The lament says “lost and broken, full of shame and fear.” Think about it. The only people who actually don't feel those things are psychopaths and maybe some sociopaths. For the rest of us, if we're honest with ourselves, we look to yesterday and feel shame for what we could have done better. We look to the future and feel fear of the unknown. We think of what we wish we could do and we feel lost. We imagine what we could be if we were perfect and then we feel broken . . . and then we pick ourselves up. Depending on our personalities, we either blame someone else for all those emotions and feel bitter and angry, or we just get to work on tomorrow, or we self-sooth with our drug or distraction of choice, or whatever, in some combination.

That's just life. Some of us probably set higher standards for ourselves than others, so maybe we feel those things more acutely, but every mentally healthy person feels some negative emotions of some sort.

Should we beat ourselves up for feeling bad in addition to just feeling bad? That's like hitting yourself in the head with a hammer to punish yourself for hitting your finger with a hammer (sorry, I'll be nursing a missing nail for the next six months, so every “v,f,r,t,g, and b” in this essay reminds me how stupid I was with the hammer last week). We don't need to ask why we feel lost, broken, and full of shame and fear. I don't need to punish myself for splatting my finger with a hammer.

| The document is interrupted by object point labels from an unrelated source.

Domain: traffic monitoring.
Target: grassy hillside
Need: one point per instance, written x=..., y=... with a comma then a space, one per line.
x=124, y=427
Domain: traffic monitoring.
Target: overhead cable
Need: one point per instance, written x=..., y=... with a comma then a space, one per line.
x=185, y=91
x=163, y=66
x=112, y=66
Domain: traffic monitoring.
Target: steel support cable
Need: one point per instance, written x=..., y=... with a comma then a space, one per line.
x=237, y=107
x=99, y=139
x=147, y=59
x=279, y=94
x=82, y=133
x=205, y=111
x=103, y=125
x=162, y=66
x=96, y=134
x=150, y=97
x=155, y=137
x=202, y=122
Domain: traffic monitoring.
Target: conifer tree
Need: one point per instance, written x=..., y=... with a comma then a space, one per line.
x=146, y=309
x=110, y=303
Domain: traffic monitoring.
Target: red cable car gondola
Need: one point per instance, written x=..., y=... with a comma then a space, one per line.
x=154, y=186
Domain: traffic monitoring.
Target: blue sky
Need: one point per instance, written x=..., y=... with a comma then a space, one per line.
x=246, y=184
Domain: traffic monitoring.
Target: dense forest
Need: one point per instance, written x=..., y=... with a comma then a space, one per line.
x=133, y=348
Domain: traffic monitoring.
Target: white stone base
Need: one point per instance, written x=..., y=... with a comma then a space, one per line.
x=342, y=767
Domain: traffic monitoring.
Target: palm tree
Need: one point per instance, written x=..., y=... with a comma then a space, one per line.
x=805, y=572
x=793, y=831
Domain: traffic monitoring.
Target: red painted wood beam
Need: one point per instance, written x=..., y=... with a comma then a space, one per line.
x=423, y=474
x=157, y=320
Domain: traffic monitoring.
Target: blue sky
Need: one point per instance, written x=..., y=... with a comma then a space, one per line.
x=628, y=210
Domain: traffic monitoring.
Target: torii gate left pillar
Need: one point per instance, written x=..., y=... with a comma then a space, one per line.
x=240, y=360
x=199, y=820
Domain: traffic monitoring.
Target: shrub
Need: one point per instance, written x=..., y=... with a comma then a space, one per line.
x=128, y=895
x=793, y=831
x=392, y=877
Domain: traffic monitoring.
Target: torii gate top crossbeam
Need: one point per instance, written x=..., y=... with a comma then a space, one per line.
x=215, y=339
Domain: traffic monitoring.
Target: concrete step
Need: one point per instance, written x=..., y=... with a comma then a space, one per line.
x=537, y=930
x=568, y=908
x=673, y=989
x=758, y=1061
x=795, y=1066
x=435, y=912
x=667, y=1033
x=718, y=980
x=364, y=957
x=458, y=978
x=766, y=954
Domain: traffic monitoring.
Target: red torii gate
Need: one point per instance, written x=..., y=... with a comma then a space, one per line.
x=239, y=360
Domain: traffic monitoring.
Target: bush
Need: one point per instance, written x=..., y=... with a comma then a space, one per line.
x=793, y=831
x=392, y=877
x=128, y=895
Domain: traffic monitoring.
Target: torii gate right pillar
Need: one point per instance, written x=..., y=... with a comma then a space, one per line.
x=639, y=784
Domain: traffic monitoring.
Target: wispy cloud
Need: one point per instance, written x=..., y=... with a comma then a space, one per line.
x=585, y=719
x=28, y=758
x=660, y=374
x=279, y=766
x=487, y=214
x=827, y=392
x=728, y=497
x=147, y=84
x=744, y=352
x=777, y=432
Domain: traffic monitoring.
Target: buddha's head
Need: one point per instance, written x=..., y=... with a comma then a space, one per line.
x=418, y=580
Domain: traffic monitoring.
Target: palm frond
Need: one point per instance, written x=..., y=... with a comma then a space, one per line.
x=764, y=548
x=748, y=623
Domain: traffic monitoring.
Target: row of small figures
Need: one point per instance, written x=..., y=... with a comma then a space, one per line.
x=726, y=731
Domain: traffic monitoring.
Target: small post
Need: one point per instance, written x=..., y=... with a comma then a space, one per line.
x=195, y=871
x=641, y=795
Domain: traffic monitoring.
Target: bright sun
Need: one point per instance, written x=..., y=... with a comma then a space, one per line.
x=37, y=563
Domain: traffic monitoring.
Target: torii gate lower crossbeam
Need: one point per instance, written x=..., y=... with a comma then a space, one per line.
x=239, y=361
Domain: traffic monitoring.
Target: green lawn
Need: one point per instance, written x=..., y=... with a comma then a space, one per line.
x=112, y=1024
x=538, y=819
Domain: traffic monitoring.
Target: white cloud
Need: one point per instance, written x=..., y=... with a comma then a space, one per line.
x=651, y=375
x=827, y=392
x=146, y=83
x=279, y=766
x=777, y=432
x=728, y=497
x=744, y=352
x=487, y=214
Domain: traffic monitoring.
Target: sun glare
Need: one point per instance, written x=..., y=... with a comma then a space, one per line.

But, I probably should realize that if I never want to splat a finger, I should not pick up a hammer. I know I can avoid the pain . . . but then I'm less useful.

So yeah, I'm going to pick that hammer back up. Sooner or later it's going to bite me again. But I'd rather drive nails and hurt than sit in the shelter of a house someone else got hurt to build. And I'm going to keep dreaming the dreams and holding the high standards for myself that make me feel shitty when I can't meet my own expectations.